Although the process may be rubber-stamping,  it is worth noting that the EU is not legally bound to accept such agreements. However, it suits the EU elites’ purposes to do so because it fits with their anti-democratic supranational agenda for it restricts who makes the decisions to an even smaller group  than would be the case if the EU instigated the regulations.

North is in favour of using Article 50 as an exit vehicle. He gives no sign of appreciating the potential damage which two years of prevarication by the EU could do or the opportunities for active collusion with the EU elite  by the British elite to trap  Britain  once more within the tentacles of the EU.

His idea of using the “Norwegian Option” as a staging post to full independence is wishful thinking,  because once a new settlement is reached it is highly improbable that a further referendum would be held for many years if at all, not least because the “Norwegian Option” would tie us into the four so-called EU freedoms and the  general single-market obligations.

Kieran Bailey

He spoke confidently but,  unsurprisingly for a 15-year-old, said nothing of obvious importance. His appearance smacked too much of gimmickry.

An unasked question

Had I had the opportunity I would  have posed a question which went unasked, namely, what should be done to tie down Cameron (or any other PM) to what will happen if there is a vote to leave the EU? We need to know before the IN/OUT referendum what the British government is committed to.

What should be done?

If a referendum is to be won the OUT camp must put forward a coherent and attractive message which goes to the heart of British people’s fears and anger resulting from British membership of the EU.  Talking legalistically about invoking Article 50, negotiating for a relationship similar to that of Norway or Switzerland  or mechanically reciting mantras about free markets and free trade will not do that. Indeed, it will drive voters away.

The British resent and distrust the EU because of the impotence of the British government and legislature to prevent EU law taking precedence over the will of Parliament. However, they are often unclear about which areas of policy have been subcontracted to Brussels. The OUT campaign must keep hammering home exactly how much cannot be done while Britain is entrenched within the EU.

The most important EU issue in British minds is indubitably  immigration. That should be made the focus of the OUT campaign. Indeed, the more it becomes an anti-immigration campaign the better because mass immigration affects from the entirety of life. The primary ill is simply the fact that huge numbers of foreigners coming into Britain change the nature of Britain both generally – think of the laws against speaking freely and those imposing “non-discrimination” dictats  on the grounds of race and ethnicity – and particularly, for example, here parts of the country are effectively colonised by those of a certain ethnicity or race.

Then there are the secondary ills which immigrants bring: the undercutting of wages, the removal of jobs from the open British market by ethnic minority employers who either employ only those of their ethnicity  and   foreign gangmasters who supply only those of their own nationality, the use of the NHS, the taking  of housing (especially social housing) which forces up rents, the overcrowding of schools in areas of heavy immigrant settlement, the drawing of benefits  by immigrants very soon are they arrive in Britain  and  a disproportionate propensity for crime.

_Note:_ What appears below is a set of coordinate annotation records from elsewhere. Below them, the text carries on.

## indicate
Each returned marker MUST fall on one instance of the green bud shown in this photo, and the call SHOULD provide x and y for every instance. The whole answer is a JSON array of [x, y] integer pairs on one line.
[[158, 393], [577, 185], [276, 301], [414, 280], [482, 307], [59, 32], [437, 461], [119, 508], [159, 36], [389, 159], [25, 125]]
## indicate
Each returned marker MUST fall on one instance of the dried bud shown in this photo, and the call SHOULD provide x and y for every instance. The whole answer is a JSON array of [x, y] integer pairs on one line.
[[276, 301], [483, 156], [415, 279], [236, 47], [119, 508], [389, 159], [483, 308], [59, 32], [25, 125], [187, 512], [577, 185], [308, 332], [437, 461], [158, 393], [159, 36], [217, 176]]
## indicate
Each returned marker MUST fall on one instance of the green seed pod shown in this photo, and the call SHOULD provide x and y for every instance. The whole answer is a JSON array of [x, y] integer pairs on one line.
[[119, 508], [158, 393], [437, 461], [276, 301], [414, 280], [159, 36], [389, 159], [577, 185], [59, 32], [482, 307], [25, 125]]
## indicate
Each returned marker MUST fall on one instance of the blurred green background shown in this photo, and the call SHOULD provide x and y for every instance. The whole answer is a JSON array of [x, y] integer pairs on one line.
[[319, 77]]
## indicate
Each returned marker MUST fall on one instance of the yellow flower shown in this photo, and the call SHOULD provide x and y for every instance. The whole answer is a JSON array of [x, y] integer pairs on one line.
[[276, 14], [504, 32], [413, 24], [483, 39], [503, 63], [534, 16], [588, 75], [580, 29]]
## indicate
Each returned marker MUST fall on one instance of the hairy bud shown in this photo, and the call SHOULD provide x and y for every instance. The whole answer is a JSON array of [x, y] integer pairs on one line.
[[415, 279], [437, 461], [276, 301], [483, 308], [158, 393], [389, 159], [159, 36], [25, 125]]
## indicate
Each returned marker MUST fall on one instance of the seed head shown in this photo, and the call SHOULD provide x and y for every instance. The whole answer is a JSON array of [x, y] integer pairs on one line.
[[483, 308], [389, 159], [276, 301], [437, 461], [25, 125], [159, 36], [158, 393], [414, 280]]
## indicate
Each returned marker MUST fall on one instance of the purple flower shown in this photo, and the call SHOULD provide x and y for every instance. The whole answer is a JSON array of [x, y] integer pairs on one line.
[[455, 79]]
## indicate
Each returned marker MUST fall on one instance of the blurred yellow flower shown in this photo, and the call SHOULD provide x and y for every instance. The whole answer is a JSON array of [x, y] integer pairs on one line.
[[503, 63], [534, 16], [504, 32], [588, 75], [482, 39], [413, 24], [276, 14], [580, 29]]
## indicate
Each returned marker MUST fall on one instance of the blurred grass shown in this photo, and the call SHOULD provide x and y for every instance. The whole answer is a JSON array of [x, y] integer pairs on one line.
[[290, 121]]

A full throated campaign against these ills, which should encompass non-EEA citizens in Britain as well as EEA citizens, would be something the British electorate would instinctively and enthusiastically   respond to.  It would also allow those speaking for the OUT campaign to vividly illustrate the extent that the EU affects British life in all the important political policy areas.

The danger is that those running the OUT campaign  will, because of the grip that political correctness has on modern Britain, turn away from immigration as a major plank in their platform or  even shun it altogether.  That will guarantee either a lost referendum or allow  Britain to be re-stitched into the EU with something like the “Norwegian Option”.